“Free-Play Periods for RL Agents”, Gwern2023-05-07 (, , , )⁠:

Proposal for incentivizing meta-learning of exploration in deep reinforcement learning: domain randomization with reward-shaping, where there is a fixed-length ‘play time’ with no rewards/losses at the beginning of each episode.

In standard reinforcement learning, agents learn to be maximally exploitative at the beginning of each episode, as they assume the rules are the same. In meta-learning oriented approaches, each episode have different rules, even explicitly randomized by a simulator; with enough scale, agents learn to observe their actions and adapt on the fly.

However, they still are penalized for any mistakes while adapting, because they continue to receive reward/loss as usual. Presumably, this means that they must be conservative in what exploratory actions they may take early on, and may not do any explicit exploration at all. This seems unduly harsh because in many problems, it is realistic to have some initial consequence-free period where an agent can take a series of exploratory actions to infer what sort of environment it is in, before the task begins ‘for real’. For example, in real world robotics, robots never start immediately earning rewards, but there is always some sort of bootup phase where they wait for tasks to start, which they could be using productively to self-test.
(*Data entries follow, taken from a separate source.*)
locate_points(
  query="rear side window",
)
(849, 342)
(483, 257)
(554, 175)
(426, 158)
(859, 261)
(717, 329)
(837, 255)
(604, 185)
But this sort of ‘sandbox’ period is never provided in meta-learning setups (except inadvertently).

I propose a simple free-play modification to domain randomization: every episode begins with a fixed-length “free-play” reward-shaped period where agents may take actions but all rewards are set to 0. After that period, the episode continues as usual. (This can be implemented simply by post-processing each episode’s data, and requires no other modifications whatsoever to existing DRL algorithms.) Since there is no possibility of greedily earning (or losing) reward during free-play, agents are incentivized to meta-learn optimal exploration of the meta-environment, to maximize information gain, before the dangerous part of the episode begins.

Free-play meta-training would lead to agents which ‘train themselves’ during the free-play period; for example, you would boot up a robot in a warehouse, and it would shake itself and wiggle around for a few minutes, and after that, the neural net now ‘knows’ all about how to operate that exact arm.